"Are you awake, Hassan?"

"I am awake," he replied, "but am bound down hand and foot."

They cleared the snow off until they saw a foot. Taking hold of this together they pulled and gradually drew one of the men out. The other three were extricated more easily. They found that these had not suffered so much from a sense of suffocation as the first party had done, as, the ends of the roll being open, a certain amount of air had found its way through the snow. Half an hour's hard work sufficed to rescue the occupants of the other tent. The three were unconscious, but the cold blast speedily brought them round.

"What is to be done next?" Angus asked Hassan.

"The gale is still far too severe for us to move," the latter answered. "We had best clear away the snow over the tents, and then take to them again."

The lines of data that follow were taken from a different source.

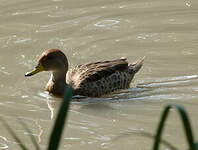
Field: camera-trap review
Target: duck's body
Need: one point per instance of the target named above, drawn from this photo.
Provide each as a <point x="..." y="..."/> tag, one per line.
<point x="92" y="79"/>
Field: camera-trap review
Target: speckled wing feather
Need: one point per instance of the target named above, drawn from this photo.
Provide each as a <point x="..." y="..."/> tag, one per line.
<point x="92" y="72"/>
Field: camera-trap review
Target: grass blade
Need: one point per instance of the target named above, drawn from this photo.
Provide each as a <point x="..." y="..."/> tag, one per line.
<point x="186" y="126"/>
<point x="60" y="120"/>
<point x="31" y="136"/>
<point x="22" y="146"/>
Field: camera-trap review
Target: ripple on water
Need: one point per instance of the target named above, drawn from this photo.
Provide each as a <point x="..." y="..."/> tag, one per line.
<point x="106" y="23"/>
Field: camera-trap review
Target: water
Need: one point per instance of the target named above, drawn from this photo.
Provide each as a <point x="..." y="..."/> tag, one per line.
<point x="166" y="32"/>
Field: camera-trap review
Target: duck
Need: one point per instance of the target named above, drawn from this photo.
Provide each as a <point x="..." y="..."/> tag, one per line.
<point x="93" y="79"/>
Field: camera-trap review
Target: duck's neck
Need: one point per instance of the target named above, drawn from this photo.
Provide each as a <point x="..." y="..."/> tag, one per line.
<point x="56" y="83"/>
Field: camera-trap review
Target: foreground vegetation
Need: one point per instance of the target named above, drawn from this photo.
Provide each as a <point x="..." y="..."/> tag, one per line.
<point x="55" y="137"/>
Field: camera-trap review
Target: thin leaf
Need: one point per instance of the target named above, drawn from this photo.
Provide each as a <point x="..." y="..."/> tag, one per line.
<point x="186" y="125"/>
<point x="23" y="147"/>
<point x="60" y="121"/>
<point x="30" y="135"/>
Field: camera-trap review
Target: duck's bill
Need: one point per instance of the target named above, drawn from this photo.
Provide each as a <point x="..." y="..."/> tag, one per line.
<point x="37" y="69"/>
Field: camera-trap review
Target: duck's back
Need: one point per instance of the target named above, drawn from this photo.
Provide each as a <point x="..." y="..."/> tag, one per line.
<point x="99" y="78"/>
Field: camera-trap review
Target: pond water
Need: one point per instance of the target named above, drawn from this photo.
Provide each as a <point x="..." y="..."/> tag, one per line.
<point x="166" y="32"/>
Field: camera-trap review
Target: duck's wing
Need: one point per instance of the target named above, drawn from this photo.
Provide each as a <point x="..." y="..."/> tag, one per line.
<point x="92" y="72"/>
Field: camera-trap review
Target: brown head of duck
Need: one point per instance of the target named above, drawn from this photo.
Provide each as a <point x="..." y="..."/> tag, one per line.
<point x="55" y="61"/>
<point x="91" y="79"/>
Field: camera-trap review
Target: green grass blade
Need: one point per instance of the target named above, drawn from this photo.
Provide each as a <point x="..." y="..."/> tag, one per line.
<point x="60" y="121"/>
<point x="166" y="143"/>
<point x="21" y="145"/>
<point x="31" y="136"/>
<point x="186" y="125"/>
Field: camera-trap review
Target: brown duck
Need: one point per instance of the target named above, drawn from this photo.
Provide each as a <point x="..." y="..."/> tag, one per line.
<point x="91" y="79"/>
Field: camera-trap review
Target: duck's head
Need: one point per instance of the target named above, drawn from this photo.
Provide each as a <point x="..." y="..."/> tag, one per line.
<point x="50" y="60"/>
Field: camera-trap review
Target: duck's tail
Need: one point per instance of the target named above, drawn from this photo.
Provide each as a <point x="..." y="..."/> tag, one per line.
<point x="135" y="67"/>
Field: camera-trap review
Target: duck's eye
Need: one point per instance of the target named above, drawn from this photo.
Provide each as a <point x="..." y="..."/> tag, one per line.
<point x="49" y="57"/>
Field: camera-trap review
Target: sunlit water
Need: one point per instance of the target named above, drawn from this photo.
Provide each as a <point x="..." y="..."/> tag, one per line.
<point x="166" y="32"/>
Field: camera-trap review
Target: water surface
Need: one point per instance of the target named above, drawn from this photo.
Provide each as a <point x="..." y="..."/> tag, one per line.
<point x="166" y="32"/>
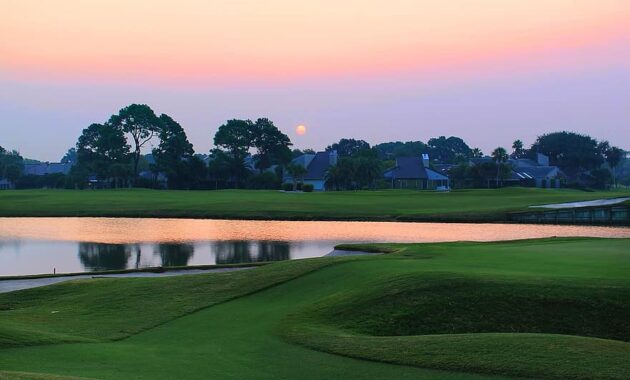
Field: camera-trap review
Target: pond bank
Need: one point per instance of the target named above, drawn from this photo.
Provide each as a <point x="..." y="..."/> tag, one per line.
<point x="10" y="285"/>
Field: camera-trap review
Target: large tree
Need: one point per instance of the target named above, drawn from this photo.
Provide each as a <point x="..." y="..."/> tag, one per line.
<point x="391" y="150"/>
<point x="348" y="147"/>
<point x="174" y="153"/>
<point x="518" y="151"/>
<point x="102" y="150"/>
<point x="140" y="123"/>
<point x="11" y="164"/>
<point x="273" y="146"/>
<point x="613" y="157"/>
<point x="233" y="141"/>
<point x="500" y="157"/>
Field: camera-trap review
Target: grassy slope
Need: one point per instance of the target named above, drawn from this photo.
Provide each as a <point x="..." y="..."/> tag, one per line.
<point x="462" y="205"/>
<point x="239" y="339"/>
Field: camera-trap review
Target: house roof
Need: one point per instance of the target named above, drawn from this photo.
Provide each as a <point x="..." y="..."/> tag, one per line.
<point x="318" y="166"/>
<point x="47" y="168"/>
<point x="412" y="168"/>
<point x="522" y="162"/>
<point x="537" y="172"/>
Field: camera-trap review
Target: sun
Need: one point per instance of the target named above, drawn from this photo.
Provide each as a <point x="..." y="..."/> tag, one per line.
<point x="300" y="130"/>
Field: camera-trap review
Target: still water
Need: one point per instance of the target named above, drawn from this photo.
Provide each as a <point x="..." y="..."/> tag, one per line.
<point x="37" y="245"/>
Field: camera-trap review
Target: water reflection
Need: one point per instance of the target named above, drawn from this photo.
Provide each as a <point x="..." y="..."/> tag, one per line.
<point x="45" y="245"/>
<point x="235" y="252"/>
<point x="100" y="256"/>
<point x="175" y="255"/>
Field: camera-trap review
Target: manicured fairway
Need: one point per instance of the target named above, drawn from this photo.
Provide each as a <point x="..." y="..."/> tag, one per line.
<point x="458" y="308"/>
<point x="460" y="205"/>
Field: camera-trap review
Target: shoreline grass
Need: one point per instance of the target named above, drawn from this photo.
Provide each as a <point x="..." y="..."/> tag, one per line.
<point x="532" y="308"/>
<point x="475" y="205"/>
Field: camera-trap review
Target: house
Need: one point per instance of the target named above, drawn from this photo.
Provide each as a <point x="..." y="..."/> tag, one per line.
<point x="529" y="173"/>
<point x="536" y="173"/>
<point x="413" y="172"/>
<point x="316" y="167"/>
<point x="5" y="184"/>
<point x="45" y="168"/>
<point x="159" y="179"/>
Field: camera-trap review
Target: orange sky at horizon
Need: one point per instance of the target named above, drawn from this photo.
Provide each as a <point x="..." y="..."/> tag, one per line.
<point x="224" y="41"/>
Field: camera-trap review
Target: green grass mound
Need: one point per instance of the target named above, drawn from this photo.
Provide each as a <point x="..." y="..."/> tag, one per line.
<point x="421" y="305"/>
<point x="542" y="328"/>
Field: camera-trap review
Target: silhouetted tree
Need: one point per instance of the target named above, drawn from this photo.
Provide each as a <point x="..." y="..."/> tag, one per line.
<point x="517" y="149"/>
<point x="348" y="147"/>
<point x="499" y="156"/>
<point x="273" y="146"/>
<point x="140" y="123"/>
<point x="100" y="147"/>
<point x="444" y="149"/>
<point x="571" y="152"/>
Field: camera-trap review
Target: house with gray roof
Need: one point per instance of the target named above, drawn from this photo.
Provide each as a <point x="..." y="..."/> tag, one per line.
<point x="413" y="172"/>
<point x="45" y="168"/>
<point x="316" y="168"/>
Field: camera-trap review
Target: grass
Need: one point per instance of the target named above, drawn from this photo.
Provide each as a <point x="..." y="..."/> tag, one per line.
<point x="551" y="308"/>
<point x="390" y="205"/>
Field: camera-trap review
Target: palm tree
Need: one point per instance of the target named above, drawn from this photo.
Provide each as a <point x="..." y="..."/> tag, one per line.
<point x="499" y="156"/>
<point x="517" y="149"/>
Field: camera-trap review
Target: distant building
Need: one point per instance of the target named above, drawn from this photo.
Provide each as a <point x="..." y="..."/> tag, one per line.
<point x="316" y="167"/>
<point x="529" y="173"/>
<point x="413" y="172"/>
<point x="159" y="179"/>
<point x="5" y="184"/>
<point x="45" y="168"/>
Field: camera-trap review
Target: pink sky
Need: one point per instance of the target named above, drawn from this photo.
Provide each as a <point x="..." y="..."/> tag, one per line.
<point x="344" y="68"/>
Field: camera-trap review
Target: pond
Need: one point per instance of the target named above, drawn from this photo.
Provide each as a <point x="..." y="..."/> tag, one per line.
<point x="64" y="245"/>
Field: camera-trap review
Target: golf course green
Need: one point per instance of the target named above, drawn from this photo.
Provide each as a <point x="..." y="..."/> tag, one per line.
<point x="549" y="308"/>
<point x="389" y="205"/>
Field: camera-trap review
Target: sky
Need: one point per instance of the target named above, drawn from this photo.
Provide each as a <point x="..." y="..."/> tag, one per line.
<point x="489" y="71"/>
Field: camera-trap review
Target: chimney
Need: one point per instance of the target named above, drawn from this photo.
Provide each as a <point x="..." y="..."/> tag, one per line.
<point x="425" y="160"/>
<point x="332" y="157"/>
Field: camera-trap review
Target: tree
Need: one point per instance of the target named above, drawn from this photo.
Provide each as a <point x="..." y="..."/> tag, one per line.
<point x="234" y="139"/>
<point x="391" y="150"/>
<point x="348" y="147"/>
<point x="296" y="172"/>
<point x="444" y="149"/>
<point x="140" y="123"/>
<point x="11" y="164"/>
<point x="99" y="148"/>
<point x="517" y="149"/>
<point x="70" y="156"/>
<point x="571" y="152"/>
<point x="272" y="145"/>
<point x="613" y="157"/>
<point x="13" y="172"/>
<point x="476" y="153"/>
<point x="367" y="168"/>
<point x="499" y="156"/>
<point x="174" y="153"/>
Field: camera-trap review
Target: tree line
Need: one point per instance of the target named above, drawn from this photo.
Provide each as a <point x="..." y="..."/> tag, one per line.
<point x="256" y="154"/>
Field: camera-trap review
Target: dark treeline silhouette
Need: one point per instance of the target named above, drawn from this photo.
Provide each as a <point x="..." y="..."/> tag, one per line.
<point x="257" y="155"/>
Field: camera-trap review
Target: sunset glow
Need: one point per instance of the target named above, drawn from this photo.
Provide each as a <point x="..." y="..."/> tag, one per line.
<point x="223" y="41"/>
<point x="300" y="130"/>
<point x="475" y="69"/>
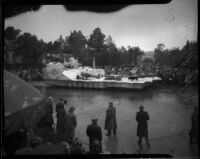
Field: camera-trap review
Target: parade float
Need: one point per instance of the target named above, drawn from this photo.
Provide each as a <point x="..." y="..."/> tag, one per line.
<point x="72" y="74"/>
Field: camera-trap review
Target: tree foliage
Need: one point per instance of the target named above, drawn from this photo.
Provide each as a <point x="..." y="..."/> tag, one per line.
<point x="30" y="49"/>
<point x="11" y="33"/>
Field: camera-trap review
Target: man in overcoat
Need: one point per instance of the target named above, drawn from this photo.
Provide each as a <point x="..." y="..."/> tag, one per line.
<point x="94" y="133"/>
<point x="70" y="124"/>
<point x="142" y="127"/>
<point x="194" y="132"/>
<point x="110" y="122"/>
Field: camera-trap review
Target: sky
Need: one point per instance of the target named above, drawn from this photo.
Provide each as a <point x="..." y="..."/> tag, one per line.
<point x="136" y="25"/>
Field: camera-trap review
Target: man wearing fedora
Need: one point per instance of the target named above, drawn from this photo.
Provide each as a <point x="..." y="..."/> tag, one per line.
<point x="110" y="122"/>
<point x="94" y="133"/>
<point x="142" y="127"/>
<point x="70" y="124"/>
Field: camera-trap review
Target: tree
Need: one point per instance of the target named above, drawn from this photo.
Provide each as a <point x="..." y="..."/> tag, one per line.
<point x="11" y="33"/>
<point x="49" y="47"/>
<point x="135" y="54"/>
<point x="30" y="49"/>
<point x="96" y="42"/>
<point x="76" y="45"/>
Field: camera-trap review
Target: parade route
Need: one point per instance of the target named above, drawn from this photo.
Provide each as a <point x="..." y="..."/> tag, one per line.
<point x="169" y="122"/>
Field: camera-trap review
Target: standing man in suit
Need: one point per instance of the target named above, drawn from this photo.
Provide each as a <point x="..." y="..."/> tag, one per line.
<point x="142" y="127"/>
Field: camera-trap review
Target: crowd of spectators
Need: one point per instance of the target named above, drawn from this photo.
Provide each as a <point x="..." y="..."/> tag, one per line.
<point x="28" y="74"/>
<point x="172" y="75"/>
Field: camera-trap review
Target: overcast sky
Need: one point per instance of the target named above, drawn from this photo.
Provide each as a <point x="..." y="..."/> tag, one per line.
<point x="136" y="25"/>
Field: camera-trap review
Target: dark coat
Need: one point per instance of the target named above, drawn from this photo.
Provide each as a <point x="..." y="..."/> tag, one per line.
<point x="94" y="132"/>
<point x="60" y="127"/>
<point x="47" y="119"/>
<point x="70" y="125"/>
<point x="142" y="128"/>
<point x="59" y="105"/>
<point x="110" y="122"/>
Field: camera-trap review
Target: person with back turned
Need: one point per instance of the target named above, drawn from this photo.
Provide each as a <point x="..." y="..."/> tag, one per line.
<point x="110" y="122"/>
<point x="142" y="127"/>
<point x="194" y="132"/>
<point x="94" y="133"/>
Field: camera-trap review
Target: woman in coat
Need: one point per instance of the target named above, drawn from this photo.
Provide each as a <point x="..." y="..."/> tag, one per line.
<point x="142" y="128"/>
<point x="70" y="124"/>
<point x="110" y="122"/>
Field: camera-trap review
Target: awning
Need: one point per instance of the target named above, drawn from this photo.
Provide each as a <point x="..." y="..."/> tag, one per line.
<point x="23" y="104"/>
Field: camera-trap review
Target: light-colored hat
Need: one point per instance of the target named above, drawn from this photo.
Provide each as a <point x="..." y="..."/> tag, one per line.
<point x="71" y="109"/>
<point x="141" y="107"/>
<point x="94" y="119"/>
<point x="110" y="103"/>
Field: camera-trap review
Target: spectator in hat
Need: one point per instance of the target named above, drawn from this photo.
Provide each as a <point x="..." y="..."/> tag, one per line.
<point x="70" y="124"/>
<point x="94" y="133"/>
<point x="60" y="104"/>
<point x="65" y="104"/>
<point x="194" y="132"/>
<point x="110" y="122"/>
<point x="142" y="128"/>
<point x="60" y="114"/>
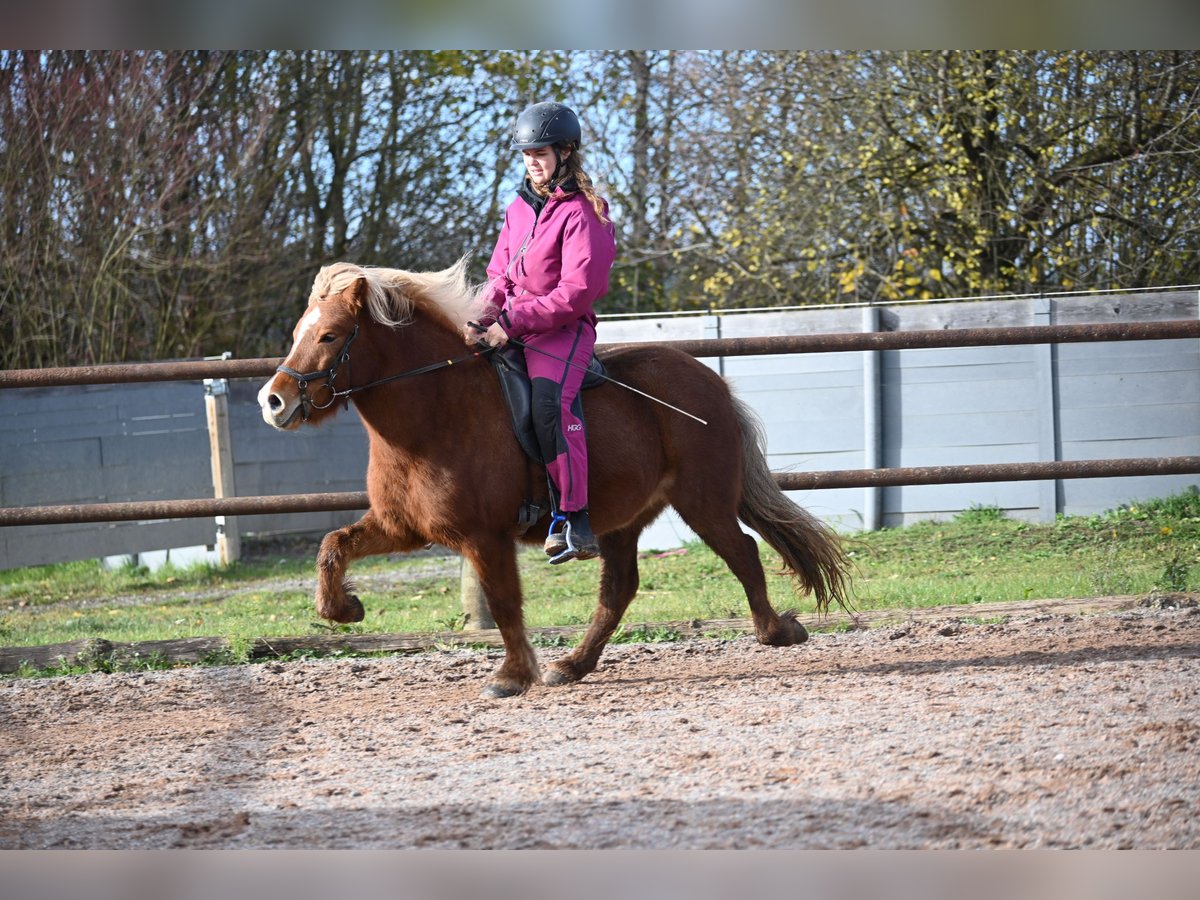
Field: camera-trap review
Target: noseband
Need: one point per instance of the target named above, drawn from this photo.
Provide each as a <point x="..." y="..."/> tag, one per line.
<point x="343" y="357"/>
<point x="329" y="375"/>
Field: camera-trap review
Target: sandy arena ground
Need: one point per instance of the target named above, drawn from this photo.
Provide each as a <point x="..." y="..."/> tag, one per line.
<point x="1048" y="731"/>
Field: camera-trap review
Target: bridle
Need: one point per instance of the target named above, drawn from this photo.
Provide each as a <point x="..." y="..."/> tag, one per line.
<point x="343" y="358"/>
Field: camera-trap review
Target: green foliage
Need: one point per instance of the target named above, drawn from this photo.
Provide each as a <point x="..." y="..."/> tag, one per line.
<point x="155" y="202"/>
<point x="978" y="514"/>
<point x="979" y="557"/>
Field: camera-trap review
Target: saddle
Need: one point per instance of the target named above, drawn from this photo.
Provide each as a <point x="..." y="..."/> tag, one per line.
<point x="510" y="366"/>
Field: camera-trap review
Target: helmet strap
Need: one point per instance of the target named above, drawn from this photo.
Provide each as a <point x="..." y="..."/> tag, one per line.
<point x="558" y="166"/>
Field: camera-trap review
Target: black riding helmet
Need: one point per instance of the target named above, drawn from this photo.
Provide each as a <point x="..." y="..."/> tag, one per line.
<point x="546" y="125"/>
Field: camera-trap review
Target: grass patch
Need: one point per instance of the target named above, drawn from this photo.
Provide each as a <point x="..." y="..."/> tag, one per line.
<point x="978" y="557"/>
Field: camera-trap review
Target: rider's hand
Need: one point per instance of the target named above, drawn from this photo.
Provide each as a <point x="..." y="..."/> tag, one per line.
<point x="496" y="336"/>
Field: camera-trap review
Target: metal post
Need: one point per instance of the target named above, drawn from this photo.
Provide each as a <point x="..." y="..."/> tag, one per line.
<point x="1049" y="442"/>
<point x="216" y="405"/>
<point x="873" y="424"/>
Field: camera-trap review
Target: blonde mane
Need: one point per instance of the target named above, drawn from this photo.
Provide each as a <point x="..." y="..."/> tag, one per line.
<point x="393" y="295"/>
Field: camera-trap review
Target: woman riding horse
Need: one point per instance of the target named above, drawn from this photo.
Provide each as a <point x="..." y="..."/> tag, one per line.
<point x="550" y="265"/>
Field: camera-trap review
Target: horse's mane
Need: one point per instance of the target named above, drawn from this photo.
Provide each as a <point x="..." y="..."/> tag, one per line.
<point x="393" y="295"/>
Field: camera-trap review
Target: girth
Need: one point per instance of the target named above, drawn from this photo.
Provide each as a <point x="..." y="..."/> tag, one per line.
<point x="510" y="366"/>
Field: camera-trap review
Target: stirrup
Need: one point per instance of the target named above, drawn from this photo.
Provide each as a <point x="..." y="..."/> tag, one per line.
<point x="556" y="541"/>
<point x="575" y="550"/>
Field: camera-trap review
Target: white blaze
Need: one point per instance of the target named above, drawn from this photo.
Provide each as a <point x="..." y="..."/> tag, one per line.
<point x="307" y="322"/>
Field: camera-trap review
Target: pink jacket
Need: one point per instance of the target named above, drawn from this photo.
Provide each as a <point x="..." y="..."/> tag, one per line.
<point x="549" y="270"/>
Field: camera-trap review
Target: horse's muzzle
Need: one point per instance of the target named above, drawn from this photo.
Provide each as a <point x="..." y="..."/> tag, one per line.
<point x="279" y="411"/>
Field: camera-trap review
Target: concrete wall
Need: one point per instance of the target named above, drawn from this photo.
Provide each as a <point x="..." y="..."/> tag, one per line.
<point x="822" y="411"/>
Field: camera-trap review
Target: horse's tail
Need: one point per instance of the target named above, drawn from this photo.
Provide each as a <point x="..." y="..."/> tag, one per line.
<point x="811" y="551"/>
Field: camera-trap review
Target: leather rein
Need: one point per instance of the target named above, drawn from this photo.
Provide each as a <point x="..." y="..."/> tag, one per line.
<point x="343" y="358"/>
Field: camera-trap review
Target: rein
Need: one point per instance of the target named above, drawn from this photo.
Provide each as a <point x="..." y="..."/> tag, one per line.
<point x="343" y="358"/>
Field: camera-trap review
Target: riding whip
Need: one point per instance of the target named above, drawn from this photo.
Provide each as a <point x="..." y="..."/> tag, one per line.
<point x="601" y="375"/>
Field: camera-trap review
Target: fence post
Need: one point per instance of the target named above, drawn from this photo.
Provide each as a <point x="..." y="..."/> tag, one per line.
<point x="216" y="406"/>
<point x="474" y="601"/>
<point x="1049" y="439"/>
<point x="873" y="424"/>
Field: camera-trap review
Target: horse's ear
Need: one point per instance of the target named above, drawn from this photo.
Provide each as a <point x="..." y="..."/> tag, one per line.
<point x="357" y="294"/>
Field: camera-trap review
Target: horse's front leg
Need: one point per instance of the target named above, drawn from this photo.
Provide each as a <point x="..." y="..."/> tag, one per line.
<point x="496" y="563"/>
<point x="365" y="538"/>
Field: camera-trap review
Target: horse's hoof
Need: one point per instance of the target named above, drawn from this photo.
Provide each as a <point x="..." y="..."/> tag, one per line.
<point x="787" y="633"/>
<point x="352" y="611"/>
<point x="495" y="690"/>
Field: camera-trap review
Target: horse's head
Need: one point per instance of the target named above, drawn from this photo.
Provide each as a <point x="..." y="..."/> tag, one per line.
<point x="305" y="388"/>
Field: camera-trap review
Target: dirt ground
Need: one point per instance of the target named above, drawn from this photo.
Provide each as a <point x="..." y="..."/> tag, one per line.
<point x="1047" y="731"/>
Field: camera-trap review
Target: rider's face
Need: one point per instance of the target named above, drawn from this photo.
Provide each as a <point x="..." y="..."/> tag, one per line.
<point x="540" y="163"/>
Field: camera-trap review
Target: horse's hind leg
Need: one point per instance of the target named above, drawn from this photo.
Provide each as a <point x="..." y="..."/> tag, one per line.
<point x="496" y="563"/>
<point x="741" y="553"/>
<point x="618" y="585"/>
<point x="365" y="538"/>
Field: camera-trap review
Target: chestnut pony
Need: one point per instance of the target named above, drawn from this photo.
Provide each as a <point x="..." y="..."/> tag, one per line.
<point x="445" y="468"/>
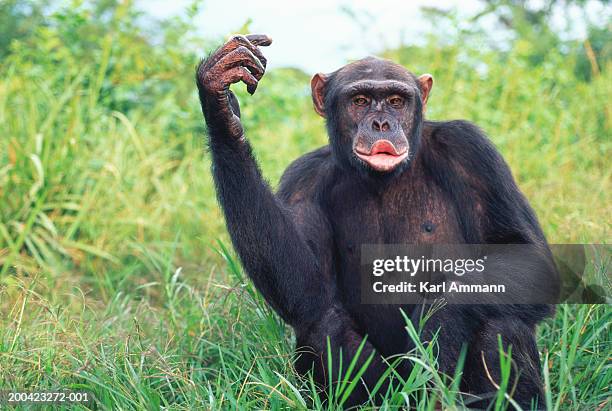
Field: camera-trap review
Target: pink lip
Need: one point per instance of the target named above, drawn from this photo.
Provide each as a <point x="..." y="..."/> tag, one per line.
<point x="383" y="156"/>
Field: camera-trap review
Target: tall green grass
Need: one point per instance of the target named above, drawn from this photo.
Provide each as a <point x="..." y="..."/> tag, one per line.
<point x="112" y="276"/>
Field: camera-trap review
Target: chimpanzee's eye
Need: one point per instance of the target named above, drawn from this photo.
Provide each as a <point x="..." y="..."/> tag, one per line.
<point x="396" y="101"/>
<point x="361" y="100"/>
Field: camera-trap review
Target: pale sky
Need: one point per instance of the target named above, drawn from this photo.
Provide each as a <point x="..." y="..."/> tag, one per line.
<point x="316" y="35"/>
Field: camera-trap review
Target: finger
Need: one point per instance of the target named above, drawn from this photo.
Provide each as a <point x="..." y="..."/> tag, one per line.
<point x="241" y="57"/>
<point x="237" y="74"/>
<point x="240" y="40"/>
<point x="259" y="39"/>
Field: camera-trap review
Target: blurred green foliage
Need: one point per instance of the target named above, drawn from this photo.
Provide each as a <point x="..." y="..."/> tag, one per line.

After two hours' work the tents were cleared. The men had worked from above, throwing out the snow over the sides of the mound, so that when they had finished the tents lay at the bottoms of sloping holes. A meal was then eaten, and lifting the upper covering of felt they lay down again and closed it over them. The sun was in the east, and they knew that some fifteen hours had elapsed since the gale had struck them. A mound of snow had marked where the horses were lying. They did not interfere with these, for Hassan said that the horses would be able to breathe through the snow, and probably the heat of their bodies had melted it immediately round them, and they would be much warmer than if the snow were cleared off. Before turning in Hassan and his men managed to erect the tent of their leaders. Lying as it did in a crater of snow, it was sheltered from the force of the wind. Holes were made with a dagger on each side of the slit that Angus had cut, and the edges tied together by a strip of leather. A couple of lamps and oil were taken from the sack in which they were carried, and also the bag of corn, and the little party after filling their vessels with snow and hanging them over the lamps, and closing the entrance to the tent, soon felt comfortable again.

"It has been a narrow escape," Sadut said. "Had it not been for your thinking of cutting the tent, and so enabling us to make our way out, the whole caravan would assuredly have perished. Now, we have only an imprisonment for another day or two at most, and can then proceed on our journey."

The next morning the gale had ceased, though the snow continued to fall. By mid-day the sky cleared, and all issuing out from their shelters prepared for a start. It took them an hour's work to extricate the horses; one of these, a weakly animal, had died, the others appeared uninjured by their imprisonment. All the vessels in the camp had been used for melting snow, and a drink of warm water with some flour stirred into it was given to each of the animals, and an extra feed of corn. As soon as they had eaten this, the baggage was packed on their backs, and the party moved forward. It was heavy work. The snow that had fallen since the force of the wind had abated was soft, and the animals sank fetlock-deep in it. But after three hours' travelling, they reached the end of the pass and began to descend. Two hours later they halted at a spot where a wall of rock afforded shelter against the wind from the north.

"Allah be praised that we have reached this point!" Hassan said. "Now the worst is over. I can see that we shall have another storm before an hour is past, they generally follow each other when they once begin. But here we are safe, and it was for this that I said 'No' when you proposed that we should halt at the mouth of the pass."

The tents were soon erected, great stones being placed on the lower edge to steady them against the gusts of wind. Then a diligent search was made for wood, and enough bushes were found to make a good fire. Strips of meat from one of the frozen sheep were cooked, the kettles were boiled, cakes of flour and ghee were baked, and the travellers made a hearty meal. The horses were each given half a bucket of warm water, thickened with flour, and a double feed of grain. Then all sat round the fire smoking and talking until it burned low, when, in spite of their sheep-skin coats, the bitter cold soon made itself felt. They had scarcely turned into their tents when the storm, as Hassan had predicted, burst. Except for an occasional gust they felt it but little, and slept soundly until morning, when they found that light snow had eddied down, and was lying two feet deep. The day was spent in cooking and attending to their own wants and those of the horses.